O turismo tem crescido mais de 10% ao ano desde 2014 e o seu peso na economia nacional saltou de cerca de 4% do PIB antes da crise para mais de 8% em 2018. Em 2021, deverá chegar aos 9,3%, segundo a previsão do BdP. Caso se confirme, isso significaria que os gastos de turistas estrangeiros triplicariam entre 2009 e 2021.
O turismo “cresceu a um ritmo superior ao do conjunto da economia, implicando um aumento da sua importância relativa neste período”, pode ler-se no estudo, publicado esta manhã. “Também ao nível do mercado de trabalho, se observou um aumento do peso do emprego em atividades caraterísticas de turismo no emprego total.” O Banco isolou a hotelaria e a restauração, notando que 15% do crescimento económico entre 2013 e 2017 teve aí origem, assim como 30% do aumento do emprego.

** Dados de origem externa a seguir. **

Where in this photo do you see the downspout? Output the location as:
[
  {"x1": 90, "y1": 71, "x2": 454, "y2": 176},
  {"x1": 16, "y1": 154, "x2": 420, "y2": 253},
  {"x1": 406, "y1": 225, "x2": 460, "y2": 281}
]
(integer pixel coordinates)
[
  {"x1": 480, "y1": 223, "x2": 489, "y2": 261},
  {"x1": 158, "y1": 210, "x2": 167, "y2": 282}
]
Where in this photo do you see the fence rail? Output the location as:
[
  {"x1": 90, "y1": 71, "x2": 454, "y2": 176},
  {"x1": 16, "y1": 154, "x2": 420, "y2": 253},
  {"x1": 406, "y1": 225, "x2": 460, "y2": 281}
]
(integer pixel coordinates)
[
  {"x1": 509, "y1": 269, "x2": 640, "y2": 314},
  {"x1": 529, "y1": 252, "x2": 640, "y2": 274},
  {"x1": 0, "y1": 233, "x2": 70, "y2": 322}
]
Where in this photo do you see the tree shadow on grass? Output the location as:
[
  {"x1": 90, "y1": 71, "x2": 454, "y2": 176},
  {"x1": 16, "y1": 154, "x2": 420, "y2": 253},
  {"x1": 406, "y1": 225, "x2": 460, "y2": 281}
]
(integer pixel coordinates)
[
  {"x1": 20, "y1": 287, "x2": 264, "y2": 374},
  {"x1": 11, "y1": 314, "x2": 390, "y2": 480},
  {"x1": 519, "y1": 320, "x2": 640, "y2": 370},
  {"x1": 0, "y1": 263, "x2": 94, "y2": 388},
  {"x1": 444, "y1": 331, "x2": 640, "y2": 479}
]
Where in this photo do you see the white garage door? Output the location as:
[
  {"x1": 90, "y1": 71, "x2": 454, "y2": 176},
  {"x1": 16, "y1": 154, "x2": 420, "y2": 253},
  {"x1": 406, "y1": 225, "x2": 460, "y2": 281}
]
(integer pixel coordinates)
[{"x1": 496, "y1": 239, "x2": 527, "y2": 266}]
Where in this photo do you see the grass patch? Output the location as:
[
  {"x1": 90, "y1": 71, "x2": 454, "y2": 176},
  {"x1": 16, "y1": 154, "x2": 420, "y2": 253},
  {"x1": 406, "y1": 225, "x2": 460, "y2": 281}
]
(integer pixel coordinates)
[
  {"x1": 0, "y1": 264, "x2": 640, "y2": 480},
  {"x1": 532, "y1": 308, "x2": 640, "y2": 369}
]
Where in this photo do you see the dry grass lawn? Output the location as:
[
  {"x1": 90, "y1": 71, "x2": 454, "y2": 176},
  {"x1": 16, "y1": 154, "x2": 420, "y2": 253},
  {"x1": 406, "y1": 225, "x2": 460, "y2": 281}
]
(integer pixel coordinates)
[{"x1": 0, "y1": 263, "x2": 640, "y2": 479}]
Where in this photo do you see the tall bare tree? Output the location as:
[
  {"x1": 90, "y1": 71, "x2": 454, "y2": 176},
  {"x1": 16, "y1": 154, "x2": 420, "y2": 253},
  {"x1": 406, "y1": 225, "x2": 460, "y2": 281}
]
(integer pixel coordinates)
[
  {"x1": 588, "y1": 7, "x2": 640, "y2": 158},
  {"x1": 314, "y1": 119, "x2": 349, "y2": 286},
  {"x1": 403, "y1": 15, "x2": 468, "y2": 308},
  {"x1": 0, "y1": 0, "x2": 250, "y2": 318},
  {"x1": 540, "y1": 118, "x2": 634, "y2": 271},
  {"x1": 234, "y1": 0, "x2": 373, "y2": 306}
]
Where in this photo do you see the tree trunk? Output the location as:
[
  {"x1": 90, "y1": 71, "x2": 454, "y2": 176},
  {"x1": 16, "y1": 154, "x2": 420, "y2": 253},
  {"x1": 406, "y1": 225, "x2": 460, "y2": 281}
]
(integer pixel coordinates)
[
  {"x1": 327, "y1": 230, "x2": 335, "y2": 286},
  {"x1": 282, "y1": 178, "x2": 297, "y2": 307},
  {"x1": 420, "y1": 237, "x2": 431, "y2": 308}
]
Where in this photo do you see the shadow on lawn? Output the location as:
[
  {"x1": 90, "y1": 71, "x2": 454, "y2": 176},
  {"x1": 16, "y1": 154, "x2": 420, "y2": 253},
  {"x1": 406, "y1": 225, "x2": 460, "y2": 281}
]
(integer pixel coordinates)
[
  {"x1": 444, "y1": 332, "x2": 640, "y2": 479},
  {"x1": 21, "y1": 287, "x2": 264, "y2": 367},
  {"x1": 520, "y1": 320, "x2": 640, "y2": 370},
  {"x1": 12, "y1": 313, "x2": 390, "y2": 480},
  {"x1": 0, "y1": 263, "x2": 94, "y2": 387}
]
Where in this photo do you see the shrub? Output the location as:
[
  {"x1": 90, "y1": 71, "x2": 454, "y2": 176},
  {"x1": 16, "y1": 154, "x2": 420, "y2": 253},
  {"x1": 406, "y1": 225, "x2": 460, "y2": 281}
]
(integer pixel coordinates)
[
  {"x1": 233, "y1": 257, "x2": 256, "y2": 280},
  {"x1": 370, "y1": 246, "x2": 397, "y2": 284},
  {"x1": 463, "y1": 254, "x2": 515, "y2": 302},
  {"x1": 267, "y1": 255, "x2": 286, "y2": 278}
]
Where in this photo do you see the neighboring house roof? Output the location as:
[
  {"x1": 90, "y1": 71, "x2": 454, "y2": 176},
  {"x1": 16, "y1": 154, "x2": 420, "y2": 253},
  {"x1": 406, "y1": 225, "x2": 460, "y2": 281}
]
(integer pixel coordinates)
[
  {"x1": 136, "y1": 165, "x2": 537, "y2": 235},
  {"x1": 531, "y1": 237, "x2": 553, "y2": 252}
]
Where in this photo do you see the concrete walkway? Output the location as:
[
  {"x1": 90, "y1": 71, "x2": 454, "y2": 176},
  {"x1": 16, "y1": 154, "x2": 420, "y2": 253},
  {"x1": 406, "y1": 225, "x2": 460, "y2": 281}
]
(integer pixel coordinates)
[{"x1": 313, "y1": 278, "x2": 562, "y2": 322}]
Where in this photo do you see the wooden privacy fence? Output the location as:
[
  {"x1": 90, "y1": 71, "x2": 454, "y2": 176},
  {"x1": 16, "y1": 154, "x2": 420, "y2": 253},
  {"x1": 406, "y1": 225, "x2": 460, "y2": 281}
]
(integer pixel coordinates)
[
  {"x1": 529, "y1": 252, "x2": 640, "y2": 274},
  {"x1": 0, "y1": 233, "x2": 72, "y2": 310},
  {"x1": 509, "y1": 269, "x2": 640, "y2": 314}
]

Há duas histórias que se contam normalmente sobre o turismo português: que ele está a crescer devido à instabilidade e insegurança no Norte de África, provocada pela Primavera Árabe; e que é um turismo barato, que atrai visitantes devido aos preços baixos, em comparação com os seus concorrentes europeus. Os economistas do Banco de Portugal questionam a relevância de ambas as teses.
No que diz respeito à primeira, Portugal parece ter recebido um empurrão inicial, fruto da instabilidade em Marrocos, Egipto, Tunísia e, mais tarde, Turquia, sendo visto como um país muito mais seguro. No entanto, essa mesma avaliação também considera Portugal mais seguro do que a média dos países do Sul da Europa. A recuperação de alguns das regiões do Norte de África parecem ter provocado algum abrandamento na chegada de turistas a Portugal em 2018, mas sem provocar uma travagem.
“A comparação com a Europa do Sul/Mediterrânea – onde se situam os países com atrativo turístico similar ao de Portugal – mostra que a economia portuguesa se destaca claramente pelo comportamento mais positivo das exportações nominais de turismo ou das dormidas de não residentes no período 2010-17. Tal sugere que parte do dinamismo não explicado pelos determinantes habituais estará associado a outros fatores para além do clima de insegurança em mercados concorrentes”, diz o BdP.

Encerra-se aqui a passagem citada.